Quantum field theory is, very broadly, the area of physics that combines classical field theory and quantum mechanics. Its a generalization of Quantum Mechanics that enables us to quantize and study "richer" objects.
Some would say that within this framework, it also combines special relativity, but this corresponds to only a subset of quantum field theories, such as the Standard model. Actually, the Standard model is a model within the framework that is called Quantum field theory. In condensed matter physics, special relativity is not needed in general (although this might have some exceptions, such as in the case of some effective theories). Actually, the fields we quantise, and indeed our whole theory, can be invariant under different transformations which would distinguish the typical QFTs found in high-energy physics which are Lorentz invariant. One such QFT is conformal field theory, which is just a QFT that's invariant under the so-called conformal transformations.
So, the explanation here is clear: quantum field theory is a marriage between classical field theory and quantum mechanics. Any extra ingredient makes it more specific. If you alo combine special relativity, you get a Lorentz invariant QFT, something that is still pretty general; there is still the action, which defines a model out of the framework. You choose the fields and their interactions. A specific set of fields and interactions, along with the appropriate symmetries, such as Lorentz invariance, gets you the Standard Model.

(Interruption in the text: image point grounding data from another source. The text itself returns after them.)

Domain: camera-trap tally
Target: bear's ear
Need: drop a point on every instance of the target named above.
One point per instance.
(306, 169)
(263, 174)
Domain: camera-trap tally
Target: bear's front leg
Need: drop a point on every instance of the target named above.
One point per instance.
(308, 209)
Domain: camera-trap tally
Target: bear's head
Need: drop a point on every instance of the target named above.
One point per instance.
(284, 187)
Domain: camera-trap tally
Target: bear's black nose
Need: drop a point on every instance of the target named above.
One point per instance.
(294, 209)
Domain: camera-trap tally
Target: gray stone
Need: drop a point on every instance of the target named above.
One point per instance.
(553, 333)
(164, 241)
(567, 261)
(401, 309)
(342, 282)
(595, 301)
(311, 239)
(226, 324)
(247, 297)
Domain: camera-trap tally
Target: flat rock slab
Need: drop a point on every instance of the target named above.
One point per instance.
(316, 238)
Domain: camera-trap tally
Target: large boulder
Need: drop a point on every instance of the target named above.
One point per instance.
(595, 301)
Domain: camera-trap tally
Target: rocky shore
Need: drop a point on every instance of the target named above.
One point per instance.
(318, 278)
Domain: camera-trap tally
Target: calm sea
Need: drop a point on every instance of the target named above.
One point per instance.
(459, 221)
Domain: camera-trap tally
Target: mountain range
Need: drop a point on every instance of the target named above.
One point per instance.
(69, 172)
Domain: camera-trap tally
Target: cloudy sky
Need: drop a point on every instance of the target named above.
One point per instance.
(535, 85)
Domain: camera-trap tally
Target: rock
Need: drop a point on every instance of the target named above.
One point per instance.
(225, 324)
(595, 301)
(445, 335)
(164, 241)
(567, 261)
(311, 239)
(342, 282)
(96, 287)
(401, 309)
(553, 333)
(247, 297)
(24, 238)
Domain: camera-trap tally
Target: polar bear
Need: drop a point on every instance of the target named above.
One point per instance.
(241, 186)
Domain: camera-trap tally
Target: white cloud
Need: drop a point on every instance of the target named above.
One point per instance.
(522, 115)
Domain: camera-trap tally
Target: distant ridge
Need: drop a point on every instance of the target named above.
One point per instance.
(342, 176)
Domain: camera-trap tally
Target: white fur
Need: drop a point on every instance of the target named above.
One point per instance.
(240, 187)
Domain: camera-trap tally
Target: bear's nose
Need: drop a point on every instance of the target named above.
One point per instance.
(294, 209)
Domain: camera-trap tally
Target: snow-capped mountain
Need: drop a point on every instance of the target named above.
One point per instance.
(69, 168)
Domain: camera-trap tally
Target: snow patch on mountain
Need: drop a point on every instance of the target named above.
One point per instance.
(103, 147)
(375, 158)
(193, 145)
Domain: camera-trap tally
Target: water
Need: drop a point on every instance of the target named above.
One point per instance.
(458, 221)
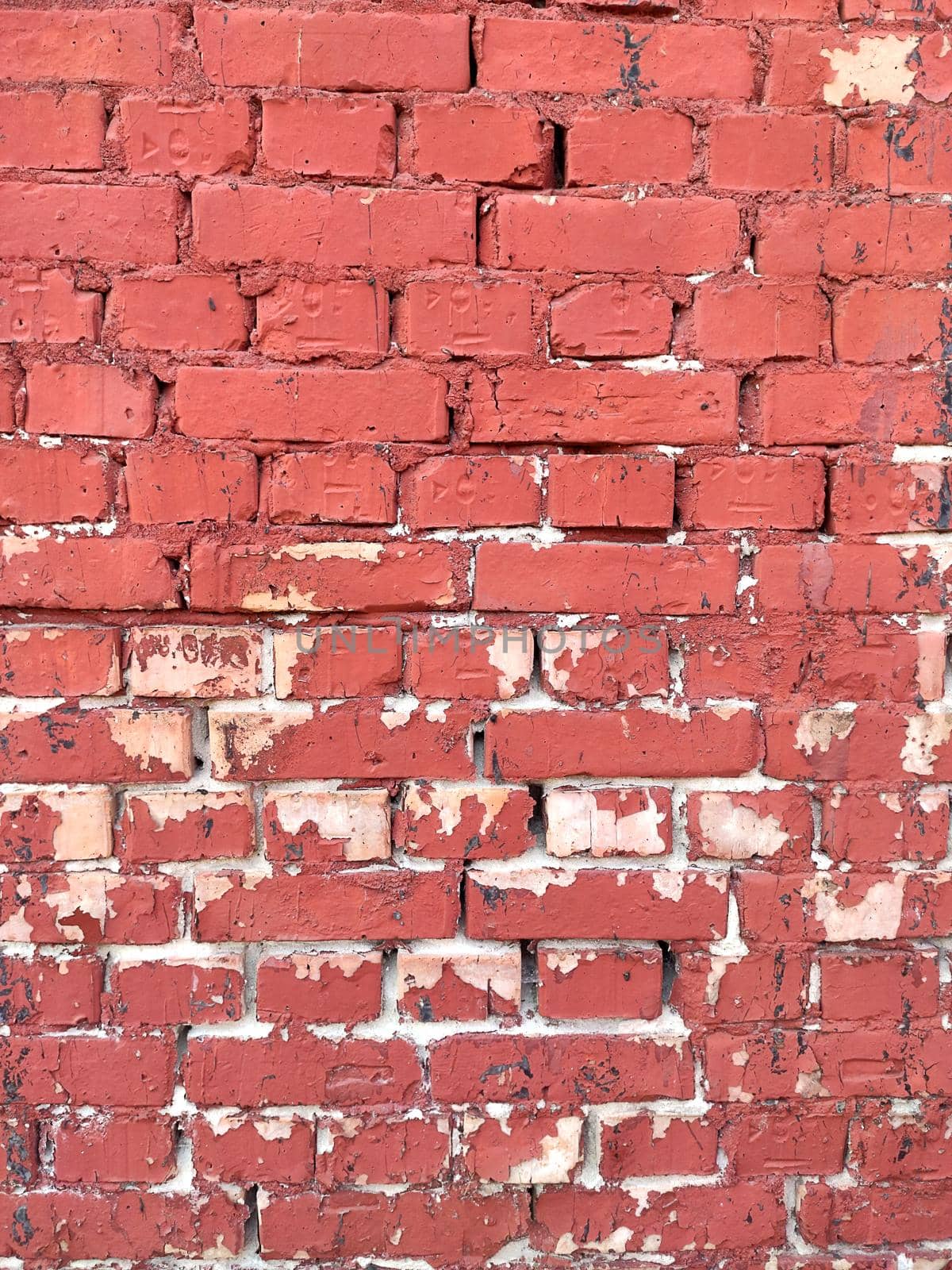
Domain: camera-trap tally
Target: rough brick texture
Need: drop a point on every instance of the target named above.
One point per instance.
(476, 741)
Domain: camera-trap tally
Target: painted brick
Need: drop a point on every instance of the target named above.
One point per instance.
(192, 139)
(301, 321)
(475, 743)
(330, 137)
(89, 400)
(463, 140)
(315, 488)
(50, 486)
(60, 660)
(178, 314)
(41, 130)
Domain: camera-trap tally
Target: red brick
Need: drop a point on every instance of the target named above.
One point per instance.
(298, 48)
(884, 827)
(44, 825)
(266, 1071)
(187, 484)
(301, 321)
(839, 406)
(168, 826)
(771, 152)
(111, 1153)
(90, 1071)
(605, 577)
(86, 573)
(44, 305)
(40, 486)
(556, 1068)
(617, 146)
(608, 822)
(590, 235)
(182, 313)
(324, 577)
(330, 487)
(482, 140)
(60, 660)
(812, 238)
(607, 406)
(89, 402)
(321, 988)
(771, 10)
(611, 492)
(470, 822)
(611, 319)
(470, 664)
(395, 402)
(40, 130)
(466, 319)
(437, 987)
(93, 224)
(413, 1149)
(46, 994)
(184, 137)
(323, 827)
(88, 1227)
(900, 156)
(879, 986)
(532, 903)
(336, 660)
(67, 743)
(382, 905)
(649, 1145)
(873, 323)
(932, 80)
(831, 67)
(400, 229)
(175, 992)
(522, 56)
(470, 493)
(753, 321)
(114, 46)
(888, 498)
(236, 1149)
(330, 137)
(605, 666)
(753, 492)
(598, 983)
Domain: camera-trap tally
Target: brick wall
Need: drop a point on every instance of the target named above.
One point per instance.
(585, 899)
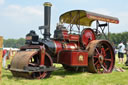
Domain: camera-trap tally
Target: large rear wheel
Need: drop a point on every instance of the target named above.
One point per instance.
(101, 56)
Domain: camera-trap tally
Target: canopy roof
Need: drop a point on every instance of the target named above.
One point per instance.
(82, 17)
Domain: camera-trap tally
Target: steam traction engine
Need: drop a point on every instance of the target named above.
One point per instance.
(78, 51)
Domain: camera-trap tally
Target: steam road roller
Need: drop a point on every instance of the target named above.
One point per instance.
(75, 45)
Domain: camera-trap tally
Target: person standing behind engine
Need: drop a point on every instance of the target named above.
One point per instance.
(121, 51)
(126, 63)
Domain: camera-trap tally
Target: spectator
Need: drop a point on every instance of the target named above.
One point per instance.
(121, 51)
(126, 63)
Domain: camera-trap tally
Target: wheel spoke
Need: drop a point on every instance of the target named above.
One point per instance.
(104, 68)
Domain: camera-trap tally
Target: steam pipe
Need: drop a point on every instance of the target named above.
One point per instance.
(47, 18)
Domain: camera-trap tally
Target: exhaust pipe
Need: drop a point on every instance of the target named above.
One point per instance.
(47, 18)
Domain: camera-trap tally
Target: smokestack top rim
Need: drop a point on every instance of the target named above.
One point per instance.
(47, 4)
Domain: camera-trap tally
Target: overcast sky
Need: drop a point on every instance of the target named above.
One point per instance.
(18, 17)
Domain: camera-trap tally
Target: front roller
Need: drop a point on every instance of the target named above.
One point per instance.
(101, 56)
(27, 64)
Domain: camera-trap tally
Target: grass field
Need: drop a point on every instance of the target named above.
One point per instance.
(62, 77)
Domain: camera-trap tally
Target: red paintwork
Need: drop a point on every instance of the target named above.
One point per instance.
(70, 46)
(74, 37)
(65, 34)
(58, 46)
(87, 36)
(71, 58)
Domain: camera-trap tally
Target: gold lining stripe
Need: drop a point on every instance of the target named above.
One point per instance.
(47, 4)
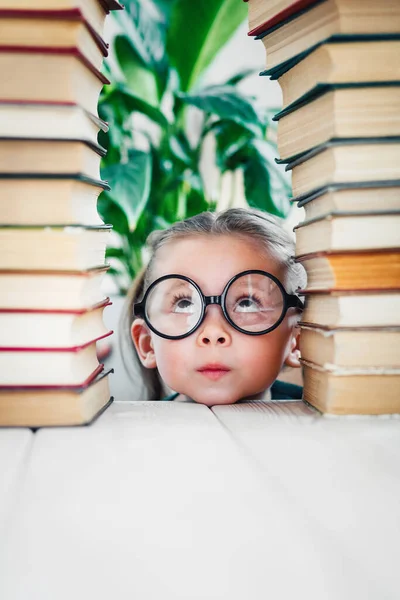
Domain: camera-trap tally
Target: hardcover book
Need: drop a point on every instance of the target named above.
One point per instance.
(51, 329)
(32, 30)
(31, 368)
(343, 391)
(288, 41)
(46, 157)
(357, 270)
(29, 199)
(351, 348)
(53, 248)
(348, 231)
(373, 308)
(55, 405)
(369, 160)
(361, 197)
(51, 290)
(340, 64)
(49, 121)
(65, 78)
(344, 113)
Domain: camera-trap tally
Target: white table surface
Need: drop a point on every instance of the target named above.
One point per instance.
(171, 501)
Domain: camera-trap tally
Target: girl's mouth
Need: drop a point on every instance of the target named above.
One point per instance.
(214, 371)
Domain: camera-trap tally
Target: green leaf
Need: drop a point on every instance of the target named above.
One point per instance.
(110, 212)
(138, 75)
(180, 148)
(235, 79)
(265, 188)
(197, 31)
(231, 140)
(227, 103)
(130, 184)
(145, 28)
(123, 97)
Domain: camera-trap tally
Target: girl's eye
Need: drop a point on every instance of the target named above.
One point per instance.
(248, 304)
(183, 304)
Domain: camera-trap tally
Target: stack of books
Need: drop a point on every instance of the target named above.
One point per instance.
(52, 240)
(337, 62)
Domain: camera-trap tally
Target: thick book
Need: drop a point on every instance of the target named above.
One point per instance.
(48, 121)
(51, 329)
(57, 157)
(362, 347)
(288, 41)
(92, 11)
(359, 198)
(65, 78)
(343, 113)
(348, 231)
(33, 30)
(264, 15)
(51, 290)
(359, 270)
(344, 391)
(374, 308)
(69, 248)
(346, 162)
(55, 405)
(29, 199)
(48, 367)
(340, 64)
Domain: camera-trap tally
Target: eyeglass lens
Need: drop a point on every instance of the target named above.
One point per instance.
(253, 302)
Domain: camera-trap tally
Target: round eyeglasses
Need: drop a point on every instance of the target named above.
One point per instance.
(253, 302)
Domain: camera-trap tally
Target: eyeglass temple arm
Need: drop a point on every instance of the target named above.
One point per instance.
(138, 309)
(295, 301)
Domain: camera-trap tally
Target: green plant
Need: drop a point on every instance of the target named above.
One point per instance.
(153, 157)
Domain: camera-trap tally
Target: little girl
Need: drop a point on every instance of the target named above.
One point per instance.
(213, 315)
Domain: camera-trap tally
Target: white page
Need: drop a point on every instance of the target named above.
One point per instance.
(344, 472)
(155, 501)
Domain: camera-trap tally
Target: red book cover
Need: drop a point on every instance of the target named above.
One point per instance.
(82, 385)
(284, 14)
(72, 14)
(73, 51)
(70, 349)
(60, 311)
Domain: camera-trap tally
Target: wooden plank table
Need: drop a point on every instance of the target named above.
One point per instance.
(176, 501)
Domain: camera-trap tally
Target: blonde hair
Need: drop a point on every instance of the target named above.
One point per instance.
(246, 223)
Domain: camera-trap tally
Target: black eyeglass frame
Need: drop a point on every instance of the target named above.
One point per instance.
(289, 301)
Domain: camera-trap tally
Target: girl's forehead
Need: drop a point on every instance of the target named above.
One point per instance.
(211, 260)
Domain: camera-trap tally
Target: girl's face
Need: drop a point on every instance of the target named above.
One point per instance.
(217, 364)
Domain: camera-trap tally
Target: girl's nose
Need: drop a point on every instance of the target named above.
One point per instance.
(214, 331)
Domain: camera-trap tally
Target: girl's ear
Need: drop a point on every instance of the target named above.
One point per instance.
(143, 343)
(292, 359)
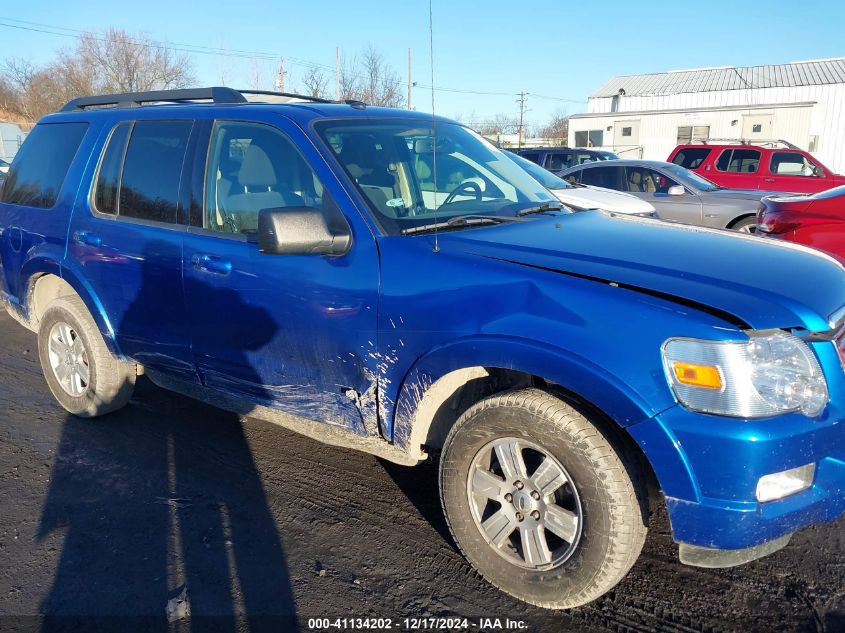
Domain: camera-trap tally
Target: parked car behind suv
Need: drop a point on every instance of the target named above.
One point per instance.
(556, 159)
(776, 168)
(581, 197)
(387, 282)
(816, 220)
(677, 193)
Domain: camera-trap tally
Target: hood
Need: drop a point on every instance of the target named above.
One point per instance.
(604, 199)
(751, 281)
(739, 194)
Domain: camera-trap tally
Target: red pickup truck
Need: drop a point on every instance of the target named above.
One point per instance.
(737, 166)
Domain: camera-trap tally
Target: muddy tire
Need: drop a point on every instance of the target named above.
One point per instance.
(746, 225)
(540, 501)
(81, 372)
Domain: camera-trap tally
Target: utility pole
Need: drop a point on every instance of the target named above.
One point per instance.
(337, 73)
(410, 102)
(280, 76)
(522, 111)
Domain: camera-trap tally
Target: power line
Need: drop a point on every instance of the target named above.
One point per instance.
(198, 49)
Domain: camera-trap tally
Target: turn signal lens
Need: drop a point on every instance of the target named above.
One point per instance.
(705, 376)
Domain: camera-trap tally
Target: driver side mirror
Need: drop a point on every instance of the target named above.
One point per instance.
(301, 231)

Now, if you want conformal invariance (which includes things such as scale invariance) instead, you get a conformal field theory. This is still not a rigid model, it is still a framework in that lots of fields and their interactions can be conformally invariant.
The same happens in condensed matter physics. There you do not generally have Lorentz invariance (hence, neither Poincare invarince), so your framework is non-relativistic. Once you figure out your fields and their interactions etc, then you get a model. That is why there is such a broad set of theories in condensed matter (models describing superconductors, others describing Hall effects, etc).